Year 1

The goal of the project is to define the role of key regulators of pluripotency and differentiation in human embryonic stem cells (hESCs) and human induced pluripotent stem cells (hiPSCs). Work completed in the first reporting period of this project focused on a regulator named TCF-3. The role of this factor is known in mouse embryonic stem cell cultures to be a key regulator that helps define the pluripotent state in a very important way: loss of TCF-3 protein results in a refractory state of pluripotency and inability to differentiate. The molecular and cellular characteristics of TCF-3 and its function in human ESCs and iPSCs is not known.

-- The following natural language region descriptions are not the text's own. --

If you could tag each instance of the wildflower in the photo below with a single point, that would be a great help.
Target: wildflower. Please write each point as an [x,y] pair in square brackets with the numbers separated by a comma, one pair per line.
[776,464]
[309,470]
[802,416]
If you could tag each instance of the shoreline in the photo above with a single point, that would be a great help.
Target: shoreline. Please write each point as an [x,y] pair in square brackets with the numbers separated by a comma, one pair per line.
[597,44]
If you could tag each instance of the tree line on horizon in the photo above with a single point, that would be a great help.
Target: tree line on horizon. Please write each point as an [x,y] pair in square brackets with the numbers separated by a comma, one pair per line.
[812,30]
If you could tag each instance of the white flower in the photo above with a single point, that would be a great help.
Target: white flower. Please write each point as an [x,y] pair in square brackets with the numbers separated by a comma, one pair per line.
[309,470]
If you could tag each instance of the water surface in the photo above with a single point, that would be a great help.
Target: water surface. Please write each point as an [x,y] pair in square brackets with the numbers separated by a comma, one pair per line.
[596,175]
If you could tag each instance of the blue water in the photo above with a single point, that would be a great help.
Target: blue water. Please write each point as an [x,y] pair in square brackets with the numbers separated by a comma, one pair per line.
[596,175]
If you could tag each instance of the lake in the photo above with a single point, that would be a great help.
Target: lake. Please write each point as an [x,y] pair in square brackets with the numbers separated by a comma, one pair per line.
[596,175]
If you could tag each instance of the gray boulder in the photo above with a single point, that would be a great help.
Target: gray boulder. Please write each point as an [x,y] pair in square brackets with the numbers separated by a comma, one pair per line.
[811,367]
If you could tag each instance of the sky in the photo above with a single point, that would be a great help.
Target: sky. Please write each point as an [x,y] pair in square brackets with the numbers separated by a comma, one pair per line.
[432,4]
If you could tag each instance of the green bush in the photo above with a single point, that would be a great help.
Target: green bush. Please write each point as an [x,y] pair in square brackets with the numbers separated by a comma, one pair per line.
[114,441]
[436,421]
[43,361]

Therefore, it is not known whether human TCF-3 performs functions in hESC and hiPSC that are similar to its functions in mouse ESC. The work performed in the first funding period focused on defining the basic properties of human TCF-3 mRNA and protein expression under different culture conditions – preparatory experiments that will enable us to define its functions. Multiple conditions that enable maintenance of an embryonic stem cell state, or conditions that promote differentiation into different cell fate lineages were established. Biological tools were developed to study TCF-3 mRNA and protein under those conditions, including tools to re-introduce mutant and protein-modified TCF-3 and reagents to remove TCF-3 mRNA and protein from hESC cells. The following results were obtained: i) TCF 3 is expressed and active as a negative regulator, ii) TCF-3 protein is modified by protein cleavage and covalent modifications, iii) TCF-3 is an important regulator of differentiation genes. These data suggest that TCF-3 is an important modulator of stem cells and differentiation. While this might imply that TCF-3 performs similar functions in mouse and human ESC, we observe differences in the genes regulated and in hESC colony phenotypes when TCF-3 levels are modified. These observations suggest there are important differences in TCF-3 function that distinguish it from its counterpart in mouse ESC. Experiments have been designed to test this hypothesis and to define how the apparent differences of human TCF-3 are established at the molecular and cell signaling level.